第九話 思わぬ開放。

 だから、これより先の話は、本当にただの蛇足。


 遂に自らの手で自身の鍵を解く事の叶わなかった者の見た、全くの予想外から齎された純粋な棚ぼたであり、其れはまるで夢の中での出来事の様に、自身の意志とは無関係に事の進んで行くのに驚き、戸惑うばかりで、ぼんやり見ている間にも事態はどんどん進んで行き、何を見ているのか、それを把握するにも苦心する有様なのだった。


 事の起こりは、或る日、夢の今だ覚めやらず、目覚める直前の夢に有りがちな、こんがらがった状況を何とか解き解そうと四苦八苦する中で、不意に何処かで掛け金の外れる感覚を覚え、目を開くと、常とは違い、妙に身体が軽く、日頃感じていた重苦しい感覚が嘘の様に消え失せて、其れが却って物寂しい感じすら覚えるのだった。
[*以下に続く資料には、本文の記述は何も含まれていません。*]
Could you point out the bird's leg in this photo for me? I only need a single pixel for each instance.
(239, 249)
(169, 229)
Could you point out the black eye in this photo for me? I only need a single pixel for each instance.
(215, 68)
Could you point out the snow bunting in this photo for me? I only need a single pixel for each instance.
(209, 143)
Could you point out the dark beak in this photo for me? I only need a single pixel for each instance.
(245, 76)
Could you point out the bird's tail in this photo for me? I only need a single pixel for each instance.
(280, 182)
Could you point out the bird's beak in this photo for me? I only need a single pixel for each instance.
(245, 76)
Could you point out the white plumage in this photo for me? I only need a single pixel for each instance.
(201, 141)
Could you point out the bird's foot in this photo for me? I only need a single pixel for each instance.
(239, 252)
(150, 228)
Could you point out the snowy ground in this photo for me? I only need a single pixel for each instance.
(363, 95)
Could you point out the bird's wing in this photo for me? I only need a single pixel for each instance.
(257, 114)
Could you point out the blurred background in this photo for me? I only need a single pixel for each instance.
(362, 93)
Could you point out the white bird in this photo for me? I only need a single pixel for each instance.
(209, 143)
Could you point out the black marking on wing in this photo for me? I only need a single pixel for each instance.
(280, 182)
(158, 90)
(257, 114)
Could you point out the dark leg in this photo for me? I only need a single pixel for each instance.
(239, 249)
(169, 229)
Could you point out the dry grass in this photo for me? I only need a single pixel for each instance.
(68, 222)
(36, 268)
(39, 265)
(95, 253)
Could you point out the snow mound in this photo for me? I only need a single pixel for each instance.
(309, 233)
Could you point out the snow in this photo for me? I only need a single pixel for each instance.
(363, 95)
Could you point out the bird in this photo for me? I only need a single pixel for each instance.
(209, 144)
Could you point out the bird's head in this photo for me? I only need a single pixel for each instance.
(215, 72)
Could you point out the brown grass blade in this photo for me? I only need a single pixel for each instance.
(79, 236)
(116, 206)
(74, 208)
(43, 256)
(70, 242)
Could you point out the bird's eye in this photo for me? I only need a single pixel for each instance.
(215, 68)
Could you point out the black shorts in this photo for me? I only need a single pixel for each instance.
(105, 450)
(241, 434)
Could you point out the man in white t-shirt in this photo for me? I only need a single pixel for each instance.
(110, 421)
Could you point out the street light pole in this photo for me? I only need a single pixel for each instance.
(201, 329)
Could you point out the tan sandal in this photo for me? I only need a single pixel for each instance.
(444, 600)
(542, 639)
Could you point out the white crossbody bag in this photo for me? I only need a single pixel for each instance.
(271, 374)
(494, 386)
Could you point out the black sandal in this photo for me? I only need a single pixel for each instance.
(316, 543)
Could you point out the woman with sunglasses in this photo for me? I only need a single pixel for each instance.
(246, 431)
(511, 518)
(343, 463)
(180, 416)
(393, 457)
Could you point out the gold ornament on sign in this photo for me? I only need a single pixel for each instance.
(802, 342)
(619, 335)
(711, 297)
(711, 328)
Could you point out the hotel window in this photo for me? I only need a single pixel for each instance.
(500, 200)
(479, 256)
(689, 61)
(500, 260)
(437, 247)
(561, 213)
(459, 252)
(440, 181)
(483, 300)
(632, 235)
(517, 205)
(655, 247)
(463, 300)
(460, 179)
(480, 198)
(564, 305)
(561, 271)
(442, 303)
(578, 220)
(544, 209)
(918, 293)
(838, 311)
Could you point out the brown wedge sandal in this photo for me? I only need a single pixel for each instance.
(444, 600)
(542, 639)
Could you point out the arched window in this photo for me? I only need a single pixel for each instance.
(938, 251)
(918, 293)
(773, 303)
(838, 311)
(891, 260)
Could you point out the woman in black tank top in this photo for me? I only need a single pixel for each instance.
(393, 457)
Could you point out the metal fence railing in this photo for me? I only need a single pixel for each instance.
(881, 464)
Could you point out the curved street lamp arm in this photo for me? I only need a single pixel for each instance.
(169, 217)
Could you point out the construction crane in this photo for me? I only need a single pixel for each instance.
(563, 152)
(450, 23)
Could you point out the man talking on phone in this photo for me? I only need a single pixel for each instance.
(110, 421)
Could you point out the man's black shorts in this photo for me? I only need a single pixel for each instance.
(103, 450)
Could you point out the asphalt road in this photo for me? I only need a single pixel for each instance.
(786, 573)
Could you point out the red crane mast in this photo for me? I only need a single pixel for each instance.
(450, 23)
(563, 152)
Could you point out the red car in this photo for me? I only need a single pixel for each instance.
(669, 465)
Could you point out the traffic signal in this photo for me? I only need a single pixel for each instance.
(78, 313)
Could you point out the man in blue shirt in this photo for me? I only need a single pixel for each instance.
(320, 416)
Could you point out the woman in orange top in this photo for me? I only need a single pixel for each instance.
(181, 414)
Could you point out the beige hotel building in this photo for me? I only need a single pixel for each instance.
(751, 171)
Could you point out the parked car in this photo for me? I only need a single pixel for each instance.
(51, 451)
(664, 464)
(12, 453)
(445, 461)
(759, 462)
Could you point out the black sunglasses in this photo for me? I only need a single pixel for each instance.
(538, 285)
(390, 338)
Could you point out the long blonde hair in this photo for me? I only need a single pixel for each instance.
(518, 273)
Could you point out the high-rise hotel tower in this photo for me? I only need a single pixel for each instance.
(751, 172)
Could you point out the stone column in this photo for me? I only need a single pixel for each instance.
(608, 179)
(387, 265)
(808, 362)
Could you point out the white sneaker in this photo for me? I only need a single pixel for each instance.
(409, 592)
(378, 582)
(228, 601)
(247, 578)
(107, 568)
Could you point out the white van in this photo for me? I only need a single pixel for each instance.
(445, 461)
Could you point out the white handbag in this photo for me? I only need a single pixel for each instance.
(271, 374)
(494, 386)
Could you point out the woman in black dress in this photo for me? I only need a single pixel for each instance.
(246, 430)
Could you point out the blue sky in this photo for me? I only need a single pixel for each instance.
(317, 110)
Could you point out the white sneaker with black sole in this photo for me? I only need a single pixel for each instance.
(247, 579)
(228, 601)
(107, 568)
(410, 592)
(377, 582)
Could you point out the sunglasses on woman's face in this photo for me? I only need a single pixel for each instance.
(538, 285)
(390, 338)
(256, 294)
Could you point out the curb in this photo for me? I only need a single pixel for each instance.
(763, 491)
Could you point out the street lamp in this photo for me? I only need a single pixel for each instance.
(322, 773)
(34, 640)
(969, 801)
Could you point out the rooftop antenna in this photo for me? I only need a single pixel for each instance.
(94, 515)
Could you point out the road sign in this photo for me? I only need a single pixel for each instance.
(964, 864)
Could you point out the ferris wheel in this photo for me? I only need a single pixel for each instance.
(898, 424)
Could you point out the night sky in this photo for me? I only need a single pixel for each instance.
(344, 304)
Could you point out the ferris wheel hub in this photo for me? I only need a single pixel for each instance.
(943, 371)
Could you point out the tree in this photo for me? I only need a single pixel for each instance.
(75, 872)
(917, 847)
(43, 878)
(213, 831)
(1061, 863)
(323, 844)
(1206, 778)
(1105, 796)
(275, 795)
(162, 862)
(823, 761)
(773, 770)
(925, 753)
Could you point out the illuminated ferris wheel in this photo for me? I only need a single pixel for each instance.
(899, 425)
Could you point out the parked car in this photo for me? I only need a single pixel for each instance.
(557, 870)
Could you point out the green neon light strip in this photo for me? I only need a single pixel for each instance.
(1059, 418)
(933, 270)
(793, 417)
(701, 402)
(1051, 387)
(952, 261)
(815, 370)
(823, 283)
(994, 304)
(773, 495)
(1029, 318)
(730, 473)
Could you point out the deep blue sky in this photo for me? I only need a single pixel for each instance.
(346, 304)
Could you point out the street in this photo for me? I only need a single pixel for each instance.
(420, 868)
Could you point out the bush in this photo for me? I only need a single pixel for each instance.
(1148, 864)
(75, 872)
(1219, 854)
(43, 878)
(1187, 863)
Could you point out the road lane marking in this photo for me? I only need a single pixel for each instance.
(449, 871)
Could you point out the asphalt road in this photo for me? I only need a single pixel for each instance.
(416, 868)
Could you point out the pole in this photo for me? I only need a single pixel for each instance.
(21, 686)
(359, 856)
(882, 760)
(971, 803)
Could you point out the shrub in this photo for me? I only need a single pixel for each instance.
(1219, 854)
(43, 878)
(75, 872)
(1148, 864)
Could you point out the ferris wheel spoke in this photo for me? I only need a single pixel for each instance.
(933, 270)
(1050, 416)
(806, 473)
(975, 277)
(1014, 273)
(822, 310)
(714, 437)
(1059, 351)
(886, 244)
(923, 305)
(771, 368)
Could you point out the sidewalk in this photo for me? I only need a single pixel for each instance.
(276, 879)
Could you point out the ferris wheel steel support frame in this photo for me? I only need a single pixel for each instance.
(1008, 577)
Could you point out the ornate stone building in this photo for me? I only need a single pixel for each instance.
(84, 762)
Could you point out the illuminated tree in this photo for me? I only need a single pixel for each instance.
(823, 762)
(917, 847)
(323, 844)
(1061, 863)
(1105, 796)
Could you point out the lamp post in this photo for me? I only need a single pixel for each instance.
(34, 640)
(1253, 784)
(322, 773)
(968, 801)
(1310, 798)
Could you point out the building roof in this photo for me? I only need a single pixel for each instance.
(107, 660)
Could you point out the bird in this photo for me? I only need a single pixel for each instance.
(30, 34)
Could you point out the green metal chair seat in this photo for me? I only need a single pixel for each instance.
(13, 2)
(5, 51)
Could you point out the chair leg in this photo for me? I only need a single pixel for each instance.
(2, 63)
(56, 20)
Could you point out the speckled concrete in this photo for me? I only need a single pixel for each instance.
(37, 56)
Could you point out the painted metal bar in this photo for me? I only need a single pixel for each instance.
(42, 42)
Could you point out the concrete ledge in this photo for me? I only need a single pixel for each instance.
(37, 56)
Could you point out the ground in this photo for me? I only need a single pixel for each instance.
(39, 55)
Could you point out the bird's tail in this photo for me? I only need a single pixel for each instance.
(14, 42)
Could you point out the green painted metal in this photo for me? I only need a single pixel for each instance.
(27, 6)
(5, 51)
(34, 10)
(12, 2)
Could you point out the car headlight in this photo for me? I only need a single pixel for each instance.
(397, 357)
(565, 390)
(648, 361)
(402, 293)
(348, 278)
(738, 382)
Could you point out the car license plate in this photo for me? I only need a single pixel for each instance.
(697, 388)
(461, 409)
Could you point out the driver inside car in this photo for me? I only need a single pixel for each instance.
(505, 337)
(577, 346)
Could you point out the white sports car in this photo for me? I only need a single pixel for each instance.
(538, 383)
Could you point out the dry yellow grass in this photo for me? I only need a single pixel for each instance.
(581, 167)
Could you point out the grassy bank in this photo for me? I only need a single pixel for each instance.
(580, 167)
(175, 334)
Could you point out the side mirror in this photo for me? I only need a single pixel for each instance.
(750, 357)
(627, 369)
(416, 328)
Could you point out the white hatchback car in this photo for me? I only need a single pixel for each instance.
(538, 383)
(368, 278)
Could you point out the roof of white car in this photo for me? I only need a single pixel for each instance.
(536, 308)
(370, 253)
 自分でも説明の付かない感覚に首を捻りながらも、外に出て辺りを見渡してみると、拍子抜けする程今までに感じていた圧迫感が感じられず、替わって、内から湧き上がって来たのは、何処か取り残されてしまった様な、眠っている間に全てが終わってしまい、戸惑う自分を余所に、世界は既に別の方向へと舵を切って進みだしていた、と云う、曰く言い難い疎外感が胸に去来し、訳も分からず周りを見渡して途方に暮れるばかりなのだった。


 今までさんざん自分を悩ませて来たあの牢獄の感覚が、何時の間にやら終わりを告げ、同時に、自分と云う物語も疾うに終わりを遂げていた事を悟り、俄かに手持ち無沙汰になった様な空虚な感覚を胸に覚え、自身を取り巻く世界が、最早自分とは関係無く流れて行く様を、ぼんやりと眺めている事しか出来なかったのである。


 穏やかに流れる街並みの中に佇んでいると、その流れる様がまるで、思い掛けず齎された残りの時を、その中に浸して心穏やかに過ごす事を促されている様に思えて来て、何時しか安らいだ心地で、傾きかけた陽の光に空一杯に広がった雲が薄赤く染まり始めるのを静かに見詰めていた。


 あれ程までに見る度に言い知れぬ恐怖を覚えていた高く積み上がった建築物、何処までも高く伸び上がり、空を覆い隠さんばかりに圧し掛かり、何処までも追い掛けて来て、行き場の無い所まで自分を追い詰めようとしていた巨大な障壁が、今はどうだろう、空の一点でそれ以上伸びる事無く留まり、その上に広々と広がる空の中で安らいでいる様に見えるのだった。


 空では大小様々な雲が後から後から沸き立つ様に生まれ出で、生まれる端から空全体を巻き込む巨大な流れに乗って、少しずつその形を変えながら、やがて空その物の中に溶ける様にして消えて行く。


 まるで世界その物を押し流してしまう様に見える、空一面の雲の群れは、時には瀑布となって地上に降り注いで来るかと思えば、片や街の片隅で、雲の切れ間より漏れ零れる陽の光と共に、静かに流れ落ちるせせらぎの調べとなって、たおやかに絶える事無く流れ込んで来るのだった。


 そして、行き交う人々は其の流れを縫うように親ぐ魚さながらに、足取りも軽く息衝き身を委ねていた。


 ともすれば、地上に存在する全ての物を押し流てしまいそうに思える空の流れを、空に掛かった建物が堤防の様に堰き止め、その下に居る人々の安らぎを守り、静かな眠りに導いている様に見え、同時に空に伸び上がって見えるそれらの建物は、空と云う海に伸びた桟橋の様にも見え、何れ其の海に向けて漕ぎ出して行くであろう者達の姿をも暗示しているのだった。


 その傍らには、雲の波間に浮かぶ白い月が、周りの空の色に溶け込む様に半ば掠れた姿を見せていた。


 それは、もしかしたらこの地上が辿っていたのかも知れないもう一つの姿。空の流れに全てが洗い流されて、砂と水との清浄な、しかし生きる者の何一つ存在しない世界。


 この地上がそうならなかったのは、皮肉な事に、自分があれ程厭うていた牢獄の象徴である、立ち並ぶ高層建築が空の瀑布より地上を守り抜いた為であったのだ。